Sein Kopf war mit einem sogenannten Schaller oder Rennhut geschützt, der im Gegensatz zum Helm kein Visier hatte. Der so im Rennzeug dastehende Ritter trägt ein Schild mit dem Wappen des Heiligen Römischen Reiches Deutscher Nation und könnte laut Mitteilung des Stadtarchivs damit direkt auf den damaligen König Maximilian anspielen.
Der auf der rechten Seite dargestellt Ritter, der einen Stechhelm mit aufgeklapptem Visier trug, verkörpert hingegen den Vertreter des traditionellen Reiterzweikampfs mit stumpfer Waffe. Sein Schild zeigt das Wappen der Reichsstadt Ravensburg.
Restaurierung 1885
Da diese vier Meter hohen Ritter 1885 nur noch schemenhaft in Umrissen zu erkennen waren, riefen kunstsinnige Bürger ein Komitee ins Leben, das die Wiederherstellung dieser alten Malereien zum Ziel hatte.
Ein Münchner Künstler fertigte daraufhin nach einer fotografischen, hand-kolorierten Vorlage ein Ölbild an, das die rekonstruierten Rittergestalten darstellte. Dieses Ölbild wurde für Spendenzwecke im Schaufenster der Dorn´schen Buchhandlung ausgestellt. Heute befindet es sich im Fundus des Museums Humpisquartier.
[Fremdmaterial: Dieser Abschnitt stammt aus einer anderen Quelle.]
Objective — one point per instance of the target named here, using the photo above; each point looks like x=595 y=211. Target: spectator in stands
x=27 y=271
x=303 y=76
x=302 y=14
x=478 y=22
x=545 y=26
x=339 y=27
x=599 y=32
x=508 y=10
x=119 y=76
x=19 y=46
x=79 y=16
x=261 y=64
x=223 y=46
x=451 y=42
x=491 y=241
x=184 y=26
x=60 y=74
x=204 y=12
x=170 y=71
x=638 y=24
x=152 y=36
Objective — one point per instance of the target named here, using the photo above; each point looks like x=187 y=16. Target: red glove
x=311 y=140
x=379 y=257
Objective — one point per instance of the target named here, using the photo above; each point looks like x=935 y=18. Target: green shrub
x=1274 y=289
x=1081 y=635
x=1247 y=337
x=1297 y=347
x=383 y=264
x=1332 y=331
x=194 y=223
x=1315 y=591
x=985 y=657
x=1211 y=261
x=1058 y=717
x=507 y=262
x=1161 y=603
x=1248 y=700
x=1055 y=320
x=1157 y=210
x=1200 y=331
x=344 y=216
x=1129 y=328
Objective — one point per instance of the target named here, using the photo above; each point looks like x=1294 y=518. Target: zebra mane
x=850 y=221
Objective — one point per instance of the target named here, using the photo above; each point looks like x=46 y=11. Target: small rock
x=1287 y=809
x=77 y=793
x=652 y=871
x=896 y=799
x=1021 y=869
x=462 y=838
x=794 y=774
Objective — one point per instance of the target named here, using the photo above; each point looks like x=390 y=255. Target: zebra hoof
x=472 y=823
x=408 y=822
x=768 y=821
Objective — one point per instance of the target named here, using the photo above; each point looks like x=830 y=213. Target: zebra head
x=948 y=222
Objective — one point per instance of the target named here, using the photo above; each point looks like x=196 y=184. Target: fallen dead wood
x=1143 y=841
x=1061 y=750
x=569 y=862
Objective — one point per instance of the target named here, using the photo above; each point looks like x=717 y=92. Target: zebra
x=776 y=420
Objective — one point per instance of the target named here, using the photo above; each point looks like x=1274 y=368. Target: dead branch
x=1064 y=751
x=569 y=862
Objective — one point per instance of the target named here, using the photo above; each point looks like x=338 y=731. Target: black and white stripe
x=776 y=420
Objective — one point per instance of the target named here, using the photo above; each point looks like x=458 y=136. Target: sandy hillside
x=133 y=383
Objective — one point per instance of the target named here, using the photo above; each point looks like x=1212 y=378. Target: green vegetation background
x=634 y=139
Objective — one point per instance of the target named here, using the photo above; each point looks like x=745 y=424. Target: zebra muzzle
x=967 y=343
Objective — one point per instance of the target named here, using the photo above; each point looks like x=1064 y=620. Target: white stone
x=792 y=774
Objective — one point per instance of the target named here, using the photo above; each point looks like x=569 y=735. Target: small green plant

Nach dreiwöchiger Restaurierungsarbeit konnten die Kunstmalerwerkstätten Lessig und Ranzinger aus München im September 1885 die fertiggestellten Rittergestalten am Obertor in voller Schönheit präsentieren, während der Ravensburger Bildhauer Moriz Schlachter die mit einem Baldachin gekrönte Rankenmalerei um die Tür zwischen den beiden Figuren nach Befund instand gesetzt hatte. Doch die Restaurierung überlebte keine hundert Jahre.